18 mars 2007

Une demi-heure de soleil

Ma chambre est au nord-ouest. L’été, j’ai tout de même une demi-heure de lumière concentrée au coin du mur. Je m’y loge, accroupi.
Ce coin de mur est un cône de lumière par la grâce de la conformation du terrain de ce nord-ouest, en pente et garni d’une végétation de sous-bois, de ces plantes d’ombre, d’ombre humide, et cette mousse verte aux beaux jours, qui ira du jaune au brun pour le reste, et le lierre qui envahit, et la vie morne sous ces feuillages touffus.
Une demi-heure de lumière concentrée au coin du mur. C’est mon heure. Mon heure de lumière. L’heure, la demi-heure, où j’existe. L’été seulement. Mon heure d’existence au coin du mur. Où je me loge accroupi. Où je veille à ce que chacun de mes membres soit dans la zone de lumière. Accroupi donc, réuni donc, dans cette demi-heure de fin d’après-midi.
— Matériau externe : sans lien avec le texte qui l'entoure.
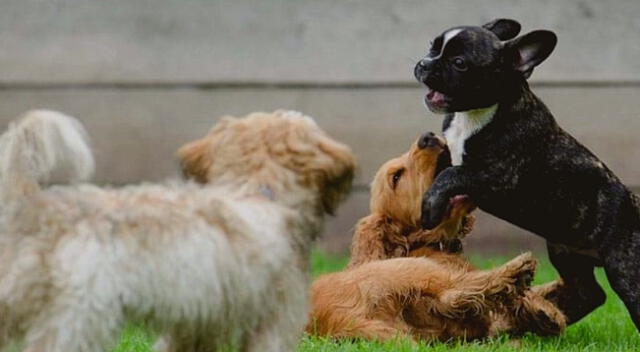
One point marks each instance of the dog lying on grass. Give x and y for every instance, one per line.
x=224, y=265
x=438, y=296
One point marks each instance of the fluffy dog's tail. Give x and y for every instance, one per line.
x=42, y=147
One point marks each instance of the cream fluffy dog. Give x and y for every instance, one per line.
x=218, y=266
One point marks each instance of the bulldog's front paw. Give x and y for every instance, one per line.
x=434, y=209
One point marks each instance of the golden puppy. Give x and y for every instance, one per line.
x=437, y=297
x=224, y=265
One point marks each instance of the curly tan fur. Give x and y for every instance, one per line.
x=212, y=266
x=434, y=295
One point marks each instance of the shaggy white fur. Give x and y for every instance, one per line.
x=209, y=267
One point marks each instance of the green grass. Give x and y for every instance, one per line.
x=607, y=329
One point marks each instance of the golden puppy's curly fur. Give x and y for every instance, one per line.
x=437, y=295
x=207, y=266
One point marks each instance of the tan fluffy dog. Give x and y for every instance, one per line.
x=437, y=297
x=210, y=267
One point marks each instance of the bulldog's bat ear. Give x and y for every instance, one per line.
x=531, y=49
x=503, y=28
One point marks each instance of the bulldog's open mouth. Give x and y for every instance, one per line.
x=437, y=100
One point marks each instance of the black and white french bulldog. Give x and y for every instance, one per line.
x=513, y=160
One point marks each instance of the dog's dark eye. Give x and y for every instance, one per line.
x=396, y=177
x=459, y=64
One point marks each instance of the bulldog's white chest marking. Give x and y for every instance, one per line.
x=464, y=125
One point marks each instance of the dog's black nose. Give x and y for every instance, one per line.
x=428, y=140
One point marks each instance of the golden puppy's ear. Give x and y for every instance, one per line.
x=196, y=159
x=376, y=237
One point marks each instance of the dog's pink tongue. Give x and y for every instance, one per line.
x=435, y=97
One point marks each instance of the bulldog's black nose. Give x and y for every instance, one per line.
x=428, y=140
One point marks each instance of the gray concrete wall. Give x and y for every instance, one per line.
x=285, y=40
x=148, y=76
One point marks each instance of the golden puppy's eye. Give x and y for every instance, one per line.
x=396, y=177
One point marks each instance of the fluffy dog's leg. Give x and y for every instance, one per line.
x=74, y=327
x=536, y=314
x=43, y=146
x=477, y=290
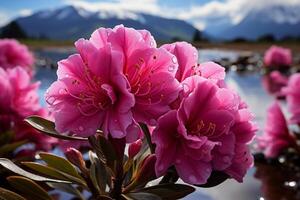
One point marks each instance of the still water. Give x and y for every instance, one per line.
x=248, y=85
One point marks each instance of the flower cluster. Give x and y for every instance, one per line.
x=119, y=79
x=19, y=98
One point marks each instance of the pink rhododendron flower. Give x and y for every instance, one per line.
x=278, y=57
x=92, y=93
x=274, y=82
x=292, y=92
x=149, y=71
x=187, y=57
x=209, y=131
x=13, y=54
x=276, y=135
x=18, y=100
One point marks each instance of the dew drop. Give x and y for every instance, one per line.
x=171, y=68
x=192, y=178
x=174, y=59
x=152, y=122
x=185, y=87
x=226, y=159
x=160, y=167
x=62, y=91
x=50, y=100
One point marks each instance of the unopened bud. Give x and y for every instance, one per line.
x=76, y=158
x=134, y=148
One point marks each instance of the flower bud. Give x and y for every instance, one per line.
x=76, y=158
x=134, y=148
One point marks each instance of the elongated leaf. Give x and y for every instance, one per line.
x=48, y=128
x=28, y=188
x=11, y=147
x=16, y=169
x=52, y=172
x=169, y=191
x=60, y=164
x=215, y=179
x=6, y=137
x=9, y=195
x=142, y=196
x=67, y=188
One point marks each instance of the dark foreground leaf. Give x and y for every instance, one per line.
x=16, y=169
x=215, y=179
x=9, y=195
x=28, y=187
x=169, y=191
x=48, y=127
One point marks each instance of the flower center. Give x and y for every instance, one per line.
x=201, y=128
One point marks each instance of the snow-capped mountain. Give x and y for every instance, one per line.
x=280, y=21
x=72, y=22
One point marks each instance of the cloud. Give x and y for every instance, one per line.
x=25, y=12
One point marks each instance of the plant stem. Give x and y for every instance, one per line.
x=148, y=137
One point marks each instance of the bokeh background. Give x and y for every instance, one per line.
x=234, y=33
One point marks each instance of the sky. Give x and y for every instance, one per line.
x=198, y=12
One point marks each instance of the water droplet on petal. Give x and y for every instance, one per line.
x=226, y=159
x=152, y=122
x=174, y=59
x=160, y=167
x=178, y=161
x=172, y=68
x=62, y=91
x=192, y=178
x=50, y=100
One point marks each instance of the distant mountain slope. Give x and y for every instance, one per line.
x=71, y=22
x=280, y=21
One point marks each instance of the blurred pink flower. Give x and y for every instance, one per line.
x=278, y=57
x=209, y=131
x=13, y=54
x=292, y=92
x=187, y=57
x=92, y=93
x=274, y=82
x=276, y=135
x=18, y=100
x=149, y=71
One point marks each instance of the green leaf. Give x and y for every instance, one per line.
x=60, y=164
x=9, y=195
x=16, y=169
x=52, y=172
x=48, y=127
x=141, y=196
x=169, y=191
x=28, y=187
x=104, y=150
x=11, y=147
x=215, y=179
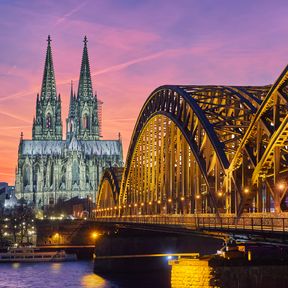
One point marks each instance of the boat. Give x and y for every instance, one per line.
x=32, y=254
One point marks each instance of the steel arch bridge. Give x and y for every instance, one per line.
x=204, y=149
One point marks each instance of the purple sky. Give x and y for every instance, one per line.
x=134, y=46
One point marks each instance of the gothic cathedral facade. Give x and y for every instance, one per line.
x=51, y=168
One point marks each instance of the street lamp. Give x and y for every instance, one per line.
x=281, y=186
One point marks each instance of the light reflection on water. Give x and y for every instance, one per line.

C’est là que je nais, et que je finis si peu après, j’ai à peine le temps de bouger, le temps de me créer, tant de vigilance étant employée à rester dans le cône éclairé, je n’ai à peine que le temps de me compter, deux bras deux jambes et deux genoux enserrés dans deux mains jointes et je ne sais combien de doigts noués. Mon corps tout réuni en un seul morceau entre ces trois arêtes de mur. La moquette est douce. Le papier au mur est doux. C’est bien et c’est important car le contact est au maximum, tant je dois m’y coller, en reculant presque, pour respecter le cadre.
Une demi-heure de lumière concentrée où je tente de me parachever. Je suis mon œuvre, je n’ai que ça à faire, mais à chaque jour il faut recommencer depuis le départ, il me faut me recommencer avec l’art le plus rapide, chaque jour je progresse, chaque jour je trouve un meilleur départ, chaque jour je trouve un meilleur chemin chaque jour je me sens aller plus loin, chaque jour je me rapproche de la jouissance ultime. Oui, chaque jour je déjoue les pièges de la veille, mais chaque jour recèle de nouveaux pièges que sans cesse je surmonte que sans cesse je déjoue mais qui sans cesse se recréent. Plus la saison, la courte saison, avance, plus le temps est périlleux, plus les chausse-trappe se multiplient, j’ai beau me coller me coller me coller le plus possible au mur le temps se rétrécit le cône de lumière se rétrécit et je sais que cela va être fini, encore fini cette fois, fini sans être achevé, fini sans avoir eu le temps de mener à bien rien, rien de bien mené à bien, rien de fini, rien qu’il ne faille une autre fois recommencer à zéro à partir du zéro de lumière à partir d’un coin tout noir coin tout noir qui mettra tant de saisons à renaître et encore renaître infime du presque zéro tout nu où dans ce presque zéro je ne serai que poing infime et contracté les yeux opaques et les oreilles bouchées où je devrai grandir de l’intérieur toujours contenu dans le faisceau ridicule d’un rayon naissant pour peu que les rideaux ne soient pas encore tirés à toujours retenir retenir ma croissance pour ne pas aller plus vite que le soleil sans quoi la foudre, me suffire d’être zéro d’abord pour tant et tant de jours après pouvoir lever la tête un peu développer le cou ouvrir le front et les yeux et le nez et me moucher dans le jour et attraper un filet d’air par cette bouche et, et recommencer la toile des filins de la tête intérieure en les extirpant de ces grumeaux de mucus et peut-être qu’un jour le soleil va tourner ou les murs tomber ou bien ou alors pourquoi pas oui ce morceau de mur serait la mesure du monde sans avoir à me recommencer sans être à chaque fois le zéro tout rond, et pour participer aussi à la création du soleil et ne pas devoir périr tout le temps parce que là septembre presque octobre déjà novembre en plein le zéro le zéro tais-toi tais-toi tu n’es pas tais-toi.



13/3/7 - Saint-Wandrille

1 Comments:

Anonymous Anonyme said...

"Il n'est vraiment pas nécessaire de prendre son vol pour arriver au beau milieu du soleil, mais il importe de ramper sur terre jusqu'à ce que l'on y trouve une petite place propre où le soleil luit parfois et où il est possible de se réchauffer un peu".

Extrait de "Lettre au père" de Franz Kafka.